OPEN BARRE: As one of the finest practitioners of an art that depends upon meticulous technique and precise timing, dancer Mikhail Baryshnikov is surprisingly relaxed about whom he'll take as a partner. Asked if there's someone new he'd especially like to dance with, he replied, "Not really. If you think about someone you want to dance with, you may be disappointed when you actually do it. Things go well when you least expect them. It's very much like sex."

CHERRY ON TOP: Although she's only 21, China Beach's Nan Woods knows all the maneuvers in Hollywood's war games. But like the honest and righteous Red Cross volunteer named Cherry White she plays on the show, Nan came up through the ranks unsullied. "I'm not sleeping with a Senator," she says. "My father isn't a studio exec, I don't have Douglas or Sheen in my name, I'm not the illegitimate daughter of a rock star, and I don't even know what a casting couch looks like."

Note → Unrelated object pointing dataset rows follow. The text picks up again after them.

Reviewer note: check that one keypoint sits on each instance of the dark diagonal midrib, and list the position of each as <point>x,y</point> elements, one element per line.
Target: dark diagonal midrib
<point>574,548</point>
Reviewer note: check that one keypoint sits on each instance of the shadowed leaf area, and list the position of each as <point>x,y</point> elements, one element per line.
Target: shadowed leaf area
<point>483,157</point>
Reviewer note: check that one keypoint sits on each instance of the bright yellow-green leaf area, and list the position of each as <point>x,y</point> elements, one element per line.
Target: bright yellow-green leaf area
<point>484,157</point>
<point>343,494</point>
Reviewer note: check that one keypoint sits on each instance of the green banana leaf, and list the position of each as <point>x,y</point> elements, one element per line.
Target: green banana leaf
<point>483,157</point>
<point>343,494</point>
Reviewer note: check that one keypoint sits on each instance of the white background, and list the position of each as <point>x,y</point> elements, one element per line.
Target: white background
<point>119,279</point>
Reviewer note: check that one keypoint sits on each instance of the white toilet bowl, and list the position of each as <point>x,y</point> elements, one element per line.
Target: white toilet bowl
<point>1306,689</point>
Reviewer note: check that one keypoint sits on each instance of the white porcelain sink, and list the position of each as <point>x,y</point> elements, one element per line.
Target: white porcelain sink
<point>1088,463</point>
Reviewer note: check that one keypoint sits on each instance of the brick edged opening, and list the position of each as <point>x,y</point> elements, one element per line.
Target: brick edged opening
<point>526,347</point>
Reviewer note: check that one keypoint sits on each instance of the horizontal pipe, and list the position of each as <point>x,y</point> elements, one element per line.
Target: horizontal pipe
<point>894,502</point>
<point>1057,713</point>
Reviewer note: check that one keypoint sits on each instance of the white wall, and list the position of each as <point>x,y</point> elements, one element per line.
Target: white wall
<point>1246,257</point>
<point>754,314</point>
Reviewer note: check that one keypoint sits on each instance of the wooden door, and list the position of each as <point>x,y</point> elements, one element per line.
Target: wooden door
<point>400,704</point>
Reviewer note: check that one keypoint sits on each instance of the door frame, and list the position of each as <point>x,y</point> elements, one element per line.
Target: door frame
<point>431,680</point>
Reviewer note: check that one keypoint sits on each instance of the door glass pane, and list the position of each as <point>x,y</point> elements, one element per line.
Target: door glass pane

CANADA WRY: Why have so many Canadian journalists, including ABC's Peter Jennings, 60 Minutes' Morley Safer and PBS' Robert MacNeil, migrated to American news? "Things are a little different there now," says MacNeil, who co-anchors the MacNeil Lehrer NewsHour, "but when I left Canada 25 years ago, it was a stodgier, duller, smaller and restrictive place to be." And what are the major on-air differences between Canadians and their American colleagues? "The Canadian television aesthetic is somewhat less assaultive," says MacNeil. "I think that's something that informs what Canadians are doing in the States. It's what gives Morley Safer his wry character. 'Ironic distance' is what Canadians have. You sense that in Morley, Peter Jennings and, I think, in me."

PICKET LINES: During the strike by members of the Writers Guild of America, daily soap operas are being scripted by nonunion writers who are not always familiar with the show's past history. "My character's from the South, and all of a sudden the script had her speaking like a Californian who has gone to college for six years when really she hasn't even finished high school," says Emmy winner Kim Zimmer, who plays Reva on The Guiding Light. "There's a fear that your character will be thrown into an irreversible direction that our normal head writer won't be able to correct when she returns. For now," adds Zimmer, who nonetheless gives passing marks to the substitute writers, "you go to the producer and bitch and bear it, but when your character's in danger, you have to stamp your feet."

BREW HA HA: As Norm Peterson, the beer-nursing character on Cheers, and also as the pitchman in last year's Meister Brau beer ads, actor George Wendt has tapped a reservoir of success. "Between the commercials and the series, beer has been my life," George told the Boston Globe. "If you think about it, it's a dream come true. If you polled high school kids and said, 'Here's the deal: Basically you drink beer, it's your job, you make a nice living and have a nice house in California, people like you, and you never have to buy beer,' you'd get kids shifting away from Nobel Prize lives."

FAT'S ENTERTAINMENT: For years, Weird Al Yankovic, the prince of pop parody, has been putting his own satirical spin on records by rewording hits by such masters as Michael Jackson, Madonna and Huey Lewis. This year Weird Al is back on the loose with a new album titled Even Worse, which contains the hit single Fat, a takeoff of Jackson's Bad. "Michael was a great sport about all this. He has a great sense of humor about himself," says Al, who had to receive Michael's permission to parody the song. Michael even donated the subway set he'd used in his Bad video for Al's Fat video. "He went beyond the call of humor," adds Al. How did he get Jackson's permission? "My manager had lunch with Michael's lawyer's secretary's phone machine—the usual."